According to Pinto, the investigation had not yielded results "but for political reasons and pressure from the UIAF [anti-money laundering unit of the Colombian government] and the presidency of the Republic, they were mounting an operation to capture members of the Saab family and a Mr. Julio Ruiz who works for Mr. Saab." The president at that time was Juan Manuel Santos.
At one point, Pinto confessed to Garcia that one of his missions had been to tap Garcia's phone, although he knew "that he had done nothing wrong."
"That they wanted to unfairly link me to put pressure on Mr.
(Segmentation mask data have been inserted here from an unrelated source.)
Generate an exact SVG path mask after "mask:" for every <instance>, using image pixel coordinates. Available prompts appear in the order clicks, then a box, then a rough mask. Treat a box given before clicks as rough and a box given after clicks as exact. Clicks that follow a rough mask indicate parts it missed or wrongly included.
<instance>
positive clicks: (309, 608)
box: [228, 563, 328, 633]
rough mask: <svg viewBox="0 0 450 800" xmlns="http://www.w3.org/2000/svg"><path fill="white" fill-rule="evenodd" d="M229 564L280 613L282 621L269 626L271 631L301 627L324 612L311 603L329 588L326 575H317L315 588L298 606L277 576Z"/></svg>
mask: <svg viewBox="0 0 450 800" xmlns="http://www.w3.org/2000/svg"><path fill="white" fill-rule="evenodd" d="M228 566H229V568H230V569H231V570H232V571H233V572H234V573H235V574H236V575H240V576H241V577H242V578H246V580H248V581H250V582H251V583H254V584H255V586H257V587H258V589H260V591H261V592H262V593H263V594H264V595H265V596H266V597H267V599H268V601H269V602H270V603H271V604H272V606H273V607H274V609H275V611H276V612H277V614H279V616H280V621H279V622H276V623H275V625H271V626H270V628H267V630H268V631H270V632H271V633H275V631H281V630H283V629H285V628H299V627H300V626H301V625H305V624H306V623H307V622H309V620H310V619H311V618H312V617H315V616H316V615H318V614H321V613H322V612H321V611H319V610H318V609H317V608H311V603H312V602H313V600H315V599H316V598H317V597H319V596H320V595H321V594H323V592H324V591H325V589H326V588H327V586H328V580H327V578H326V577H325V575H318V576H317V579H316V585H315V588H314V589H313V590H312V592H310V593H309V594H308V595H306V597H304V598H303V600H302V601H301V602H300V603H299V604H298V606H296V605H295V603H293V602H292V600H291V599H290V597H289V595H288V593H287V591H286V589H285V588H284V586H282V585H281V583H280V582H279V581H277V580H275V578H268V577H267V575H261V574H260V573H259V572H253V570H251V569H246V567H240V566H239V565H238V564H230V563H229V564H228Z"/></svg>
Saab," Garcia said, citing Pinto.
Garcia added that the police officer pulled out a flowchart mentioning his name as a Saab partner.
When asked by the person in charge of his interrogation if he had previously denounced the facts, he also replied that it was the first time.
Within a few hours of receiving the information from the police investigator and before the raid, García met with Amir Saab, Alex Saab's brother, "to tell him what had happened" in his meeting with Pinto, according to García.
A Colombian police source told Univision that Amir Saab was one of the targets of the operation. During the meeting in a restaurant in Barranquilla, and in the presence of Amir, Pinto made a video call to García.
"He told me that the Plan Patriotas operation was going to be carried out on Thursday, but they had advanced it to Tuesday of this month because they had heard a conversation from Amir with his daughter in which he stated that he was planning a trip to Canada," Garcia said in his report to the police in the coastal city of Barranquilla.
García explained that he gave Pinto about 800,000 pesos ($250) to buy another phone. He didn’t respond to messages or calls from Univision.
Saab was indicted in a federal court in Miami in July 2019 of laundering money charges derived from alleged corrupt operations related to the acquisition of materials for government housing projects in Venezuela. According to a Treasury Department memo, he has served as an international negotiator on behalf of the regime of Nicolás Maduro for illicit deals on food, gold, oil and coal. On July 12, he was arrested in Cape Verde.
In 2018, the year of the failed police operation against Saab in Colombia, he was under investigation in the country on charges of money laundering due to fictitious exports and international terrorism, according to Pinto's sentence.